The EU fertiliser market looks set for further consolidation as CF Industries, the US-based global nitrogen producer, this week confirmed it is in talks with OCI, the Dutch-based nitrogen producer, regarding a potential merger.

CF Industries didn’t provide any details on a potential deal and said it doesn’t plan to comment further at this stage. CF Industries manufactures nitrogen in the United States and Canada and currently manufactures 6.7m tonnes of nitrogen nutrients per year and has ambitions to grow this by 25% by 2017.

Meanwhile, its peer, OCI, produces nitrogen fertilisers from America to Asia and also owns two plants in Egypt and one in Algeria. OCI has its eye firmly set on US expansion as it seeks to exploit cheap shale gas.

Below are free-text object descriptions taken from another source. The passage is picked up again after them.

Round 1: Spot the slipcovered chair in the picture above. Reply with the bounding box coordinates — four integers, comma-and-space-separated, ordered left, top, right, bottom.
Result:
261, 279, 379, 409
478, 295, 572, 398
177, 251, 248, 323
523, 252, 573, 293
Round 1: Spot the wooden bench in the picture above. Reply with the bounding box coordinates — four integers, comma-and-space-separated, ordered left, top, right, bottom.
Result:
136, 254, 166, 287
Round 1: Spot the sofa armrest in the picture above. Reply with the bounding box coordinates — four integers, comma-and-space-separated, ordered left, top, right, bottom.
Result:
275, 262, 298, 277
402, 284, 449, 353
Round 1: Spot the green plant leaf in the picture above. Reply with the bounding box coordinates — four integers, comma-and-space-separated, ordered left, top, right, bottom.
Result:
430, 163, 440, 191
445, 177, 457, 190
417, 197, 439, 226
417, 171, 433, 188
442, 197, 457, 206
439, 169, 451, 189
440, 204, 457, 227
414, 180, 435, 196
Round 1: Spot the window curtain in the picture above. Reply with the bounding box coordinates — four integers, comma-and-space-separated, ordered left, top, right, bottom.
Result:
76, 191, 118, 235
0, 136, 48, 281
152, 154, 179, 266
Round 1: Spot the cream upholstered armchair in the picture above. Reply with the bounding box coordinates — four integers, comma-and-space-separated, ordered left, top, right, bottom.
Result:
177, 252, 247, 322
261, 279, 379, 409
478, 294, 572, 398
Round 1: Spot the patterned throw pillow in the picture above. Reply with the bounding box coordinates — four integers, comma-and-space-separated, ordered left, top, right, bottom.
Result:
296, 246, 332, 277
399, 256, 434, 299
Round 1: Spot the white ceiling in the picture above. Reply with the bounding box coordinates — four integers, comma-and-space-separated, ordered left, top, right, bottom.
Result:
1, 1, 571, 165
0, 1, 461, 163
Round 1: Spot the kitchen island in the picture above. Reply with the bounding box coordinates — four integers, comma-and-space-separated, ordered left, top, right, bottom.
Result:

It currently produces about 6.8m tonnes of fertiliser, with plans to grow this to 8.9m tonnes by the end of 2016.

Earlier this month, CF Industries agreed with the Norwegian-based Yara to acquire its 50% interest in GrowHow for a total cash consideration of $580m.

This surprised many, given that Yara, with its far stronger position in Europe, was considered the natural buyer.

Now under the full control of CF Industries, the GrowHow deal gives CF Industries a manufacturing position in Europe, with nitrogen production facilities in both Ince and Billingham in the UK. The UK requires over 40% imports to meet total nitrogen demand.

This new proposed deal between CF Industries and OCI would give the US producer a further foothold into the lucrative European nitrogen market. But this is not CF Industries first attempt to capture a share of the European market. Last year it failed in merger talks with Yara, Europe’s largest nitrogen producer.

It is well established that Europe is an uncompetitive region to produce nitrogen as it is a gas importer. Production in the EU also does not cover consumption, with 20% of fertiliser needs imported each year.

As state involvement is declining in EU fertiliser production and the large fertiliser producers are cleaning up their portfolios, there is a trend towards consolidation.

While there is significant additional capacity coming on stream, global nitrogen demand growth is projected to continue at about 2% per year, or the equivalent of over 6m product tonnes of urea. What this will mean for fertiliser prices on farm in the longer term remains to be seen.